Except where noted, functions were obtained from Entrez Gene at https://www.ncbi.nlm.nih.gov/gene and UniProtKB at www.uniprot.org/uniprot.

https://doi.org/10.1371/journal.pntd.0006927.t002

Pattern recognition receptors (PRRs), key elements responsible for the recognition of pathogens, showed mixed responses. Four distinct PRR genes were up-regulated: peptidoglycan-recognition protein SC2-like, ficolin-like, FREP 2, and FREP 10. We have reported the up-regulation of FREP 2 in S. mansoni-infected B. pfeifferi [24] but here we see four additional isoforms of FREP 2 up-regulated. Toll-like receptors (TLRs) which are involved in recognizing pathogens and activating conserved innate immune signaling pathways [80], were conspicuously down-regulated (TLRs 3, 4, 5, 7, and 8). Additional transcripts that function in various aspects of innate immune responses and that were down-regulated are C3 PZP-like alpha-2-macroglobulin domain-containing protein 8, hemolymph trypsin inhibitor B-like, tyrosine-3-monooxygenase, DBH-like monooxygenase 2, and tyramine beta-hydroxylase-like.

As with snails treated with niclosamide alone, once again a down-regulation of transcripts for ribosomal proteins was noted. Reduction in ribosome production can be considered a stress response because it is a rapid and effective response against misfolded proteins [81] but may simply be an indication of a downgrading of general condition. Other down-regulated transcripts show diverse functional activity. Several annexins, intracellular Ca²⁺ and phospholipid binding proteins are down-regulated showing the possible disruption of regulation of membrane organization, trafficking, and the regulation of Ca²⁺ concentrations within cells [82].

Unlike the general up-regulation of CYPs in B. pfeifferi exposed only to niclosamide, B. pfeifferi with dual stressors highly down-regulate several CYPs (microsomal CYPs 2J1-like, 2B4-like, 3A29-like, 26A1-like, and mitochondrial CYP12A2-like).

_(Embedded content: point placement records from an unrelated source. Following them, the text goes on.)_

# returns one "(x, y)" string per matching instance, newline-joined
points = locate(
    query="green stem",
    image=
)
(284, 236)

Mitochondrial CYP12A2-like is known to metabolize a variety of insecticides and xenobiotics [83]. We cannot discount that contribution to the down-regulation of this particular CYP is a result of mitochondrial degradation caused, in part, by niclosamide as noted previously as well as the additional stress of a patent S. mansoni infection.

Concluding remarks

This study provides a distinctive and detailed view of the nature of the response of field-derived B. pfeifferi to relevant stressors likely to be encountered in its environments, including infections with S. mansoni, just one of several digenetic trematodes known to commonly infect this snail in Africa [84], and treatment with the commonly used molluscicide, niclosamide. It is important to gain additional detailed information regarding the effects of niclosamide on snails, particularly those that harbor schistosome infections. For example, do infected snails succumb more readily to treatment and if so, why? This particular aspect of molluscicide use has not been widely investigated.

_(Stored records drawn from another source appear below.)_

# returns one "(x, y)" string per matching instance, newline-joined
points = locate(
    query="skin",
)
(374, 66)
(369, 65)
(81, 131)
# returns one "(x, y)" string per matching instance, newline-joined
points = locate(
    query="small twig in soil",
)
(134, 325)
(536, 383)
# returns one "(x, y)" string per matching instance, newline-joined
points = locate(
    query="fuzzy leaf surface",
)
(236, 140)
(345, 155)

In general, treatment with niclosamide alone resulted in the fewest responsive features in B. pfeifferi (1,711) followed by infection with S. mansoni (2,271) and then by the combination of niclosamide and S. mansoni (7,683). Snails in these three groups all responded in very distinct ways, but in each case with more features up- than down-regulated. Sublethal exposure to a single xenobiotic provoked about 67% as large a transcriptomic response as was noted for snails shedding S. mansoni cercariae, snails that had probably been infected with the parasite for at least a month and harbored large numbers of daughter sporocysts. The fact that snails that received the combination of infection and niclosamide responded so much more vigorously with so many distinctive features suggests that they were under greater duress and that their responses in some sense preempted the responses of snails in the other two groups.

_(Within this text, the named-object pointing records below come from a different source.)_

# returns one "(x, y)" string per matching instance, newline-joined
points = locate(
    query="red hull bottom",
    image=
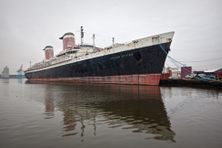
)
(141, 79)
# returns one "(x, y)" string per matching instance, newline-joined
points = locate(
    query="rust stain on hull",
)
(141, 79)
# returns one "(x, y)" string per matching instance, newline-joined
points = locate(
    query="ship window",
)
(137, 56)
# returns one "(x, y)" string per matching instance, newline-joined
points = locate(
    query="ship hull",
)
(136, 66)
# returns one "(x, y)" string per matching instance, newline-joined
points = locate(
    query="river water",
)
(106, 116)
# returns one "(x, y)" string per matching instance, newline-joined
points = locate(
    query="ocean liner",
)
(140, 61)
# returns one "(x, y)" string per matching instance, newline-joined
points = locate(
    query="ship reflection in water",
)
(94, 110)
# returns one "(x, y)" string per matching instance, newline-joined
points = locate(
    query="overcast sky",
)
(27, 26)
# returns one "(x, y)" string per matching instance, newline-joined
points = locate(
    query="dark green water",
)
(61, 115)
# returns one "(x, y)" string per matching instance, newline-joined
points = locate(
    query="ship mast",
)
(82, 35)
(94, 37)
(113, 41)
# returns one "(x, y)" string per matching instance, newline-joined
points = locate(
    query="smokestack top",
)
(66, 34)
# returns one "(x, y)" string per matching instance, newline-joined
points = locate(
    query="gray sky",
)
(27, 26)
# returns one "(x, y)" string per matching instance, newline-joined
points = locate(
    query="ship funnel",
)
(48, 52)
(68, 41)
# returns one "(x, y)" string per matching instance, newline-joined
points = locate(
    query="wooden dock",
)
(192, 83)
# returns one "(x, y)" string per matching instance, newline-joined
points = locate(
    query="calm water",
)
(59, 115)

Treatment with niclosamide alone provoked up-regulation of several features associated with response to xenobiotics including cytochrome p450s, heat shock proteins, multidrug resistant transporters and glutathione-S-transferases, confirming many of the observations made by Zhang et al [16] in a microarray study of B. glabrata treated with sublethal doses of niclosamide. Several additional unique aspects of the response to niclosamide were also noted given the increased resolution provided by Illumina sequencing. We note that one of the effects of niclosamide on B. pfeifferi may be to contribute to redox imbalance because glutathione is being used by glutathione-S-transferases to conjugate xenobiotics but may not be sufficiently regenerated because of down-regulated activity of glutathione reductase.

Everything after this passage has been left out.